MEXICO CITY -- The grandson of Mexican revolutionary hero Emiliano Zapata refused to meet Monday with the presidential candidate of Mexico's half-century-old ruling party, saying he can 'go to the devil.'
'I just got tired of it, all the brown-nosing and bowing and scraping by my relatives,' said Emiliano Zapata, grandson of the guerrilla leader of the 1910 Mexican revolution.
'I have a meek character and I don't like that stuff.'
He said some of his relatives had profited from their connection to Mexico's most famous revolutionary hero, but he remained a small, poor farmer.
Zapata, 38, said in an interview with the newspaper Excelsior that he decided not to travel from his village of Villa de Ayala to Cuautla, 12 miles southeast of Mexico City, where Miguel de la Madrid, candidate of the ruling Revolutionary Institutional Party, scheduled a campaign stop.
'Since I was a kid, it was 'Emiliano come here, Emiliano go there, Emiliano go to this, Emiliano speak here.' But no more. I'm tired of being a stepladder for politicians,' said Zapata, who for the last 20 years has participated in numerous rallies for the party.
'I told them to go to the devil,' he said.

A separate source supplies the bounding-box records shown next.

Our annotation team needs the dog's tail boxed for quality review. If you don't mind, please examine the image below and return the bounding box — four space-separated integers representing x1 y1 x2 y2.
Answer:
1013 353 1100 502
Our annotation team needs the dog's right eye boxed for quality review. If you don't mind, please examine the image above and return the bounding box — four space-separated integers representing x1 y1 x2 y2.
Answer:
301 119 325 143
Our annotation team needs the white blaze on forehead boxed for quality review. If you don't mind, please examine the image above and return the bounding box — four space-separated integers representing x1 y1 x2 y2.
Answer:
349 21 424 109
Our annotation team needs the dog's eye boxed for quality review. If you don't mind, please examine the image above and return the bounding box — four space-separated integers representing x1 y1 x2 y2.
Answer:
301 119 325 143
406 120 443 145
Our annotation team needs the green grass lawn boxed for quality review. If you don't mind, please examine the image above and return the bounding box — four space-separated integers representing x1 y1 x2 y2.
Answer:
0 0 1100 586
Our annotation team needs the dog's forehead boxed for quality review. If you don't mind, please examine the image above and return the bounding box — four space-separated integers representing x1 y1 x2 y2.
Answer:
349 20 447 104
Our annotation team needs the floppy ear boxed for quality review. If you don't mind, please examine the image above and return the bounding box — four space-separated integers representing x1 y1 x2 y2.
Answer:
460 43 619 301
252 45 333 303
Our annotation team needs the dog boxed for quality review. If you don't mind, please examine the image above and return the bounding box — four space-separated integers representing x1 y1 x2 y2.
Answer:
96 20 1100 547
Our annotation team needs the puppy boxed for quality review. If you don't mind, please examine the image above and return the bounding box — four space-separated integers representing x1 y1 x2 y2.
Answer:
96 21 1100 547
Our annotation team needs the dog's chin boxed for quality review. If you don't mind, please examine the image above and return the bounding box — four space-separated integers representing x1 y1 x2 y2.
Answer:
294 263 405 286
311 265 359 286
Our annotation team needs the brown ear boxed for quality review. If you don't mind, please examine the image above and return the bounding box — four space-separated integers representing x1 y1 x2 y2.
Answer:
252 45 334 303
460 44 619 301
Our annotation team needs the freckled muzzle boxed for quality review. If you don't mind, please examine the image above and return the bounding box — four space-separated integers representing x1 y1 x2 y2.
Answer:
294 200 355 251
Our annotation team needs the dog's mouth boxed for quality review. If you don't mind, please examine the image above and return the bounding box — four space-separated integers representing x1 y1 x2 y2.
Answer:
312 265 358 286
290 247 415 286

The party has managed to get various movie stars and athletes - including L.A. Dodger pitching star Fernando Valenzuela -- to join de la Madrid in his campaign around the country to try to draw voters to rallies.
But Zapata, after participating in at least three presidential campaigns, decided to ignore de la Madrid's tour.
Zapata said officials had broken promises to get him a piece of farm land near his village -- the same complaint that led his fiery grandfather to head a peasant army against the Porfirio Diaz dictatorship in 1910.
In another story published Monday, the weekly newsmagazine Proceso said the ruling party is manipulating children in its presidential campaign.
The article claims the party decided to change its policy of 'trucking in' children along with others to party rallies after a child was killed in the crush of a political rally held in March in San Luis Potosi, 200 miles north of Mexico City.
But it said the party still uses children to get at their apathetic parents, with an abstention rate of 40 percent in previous elections.
De la Madrid, 47, the Harvard-educated candidate of the ruling party, is virtually assured a win in July 4 elections, despite campaigns by six other parties.
The party has won every important election for the last 53 years, but it has come under increasing public criticism this year since it encouraged more public debate on its policies.
Mexico is confronting a 50 percent inflation rate, increasing unemployment and falling oil prices, the country's main export.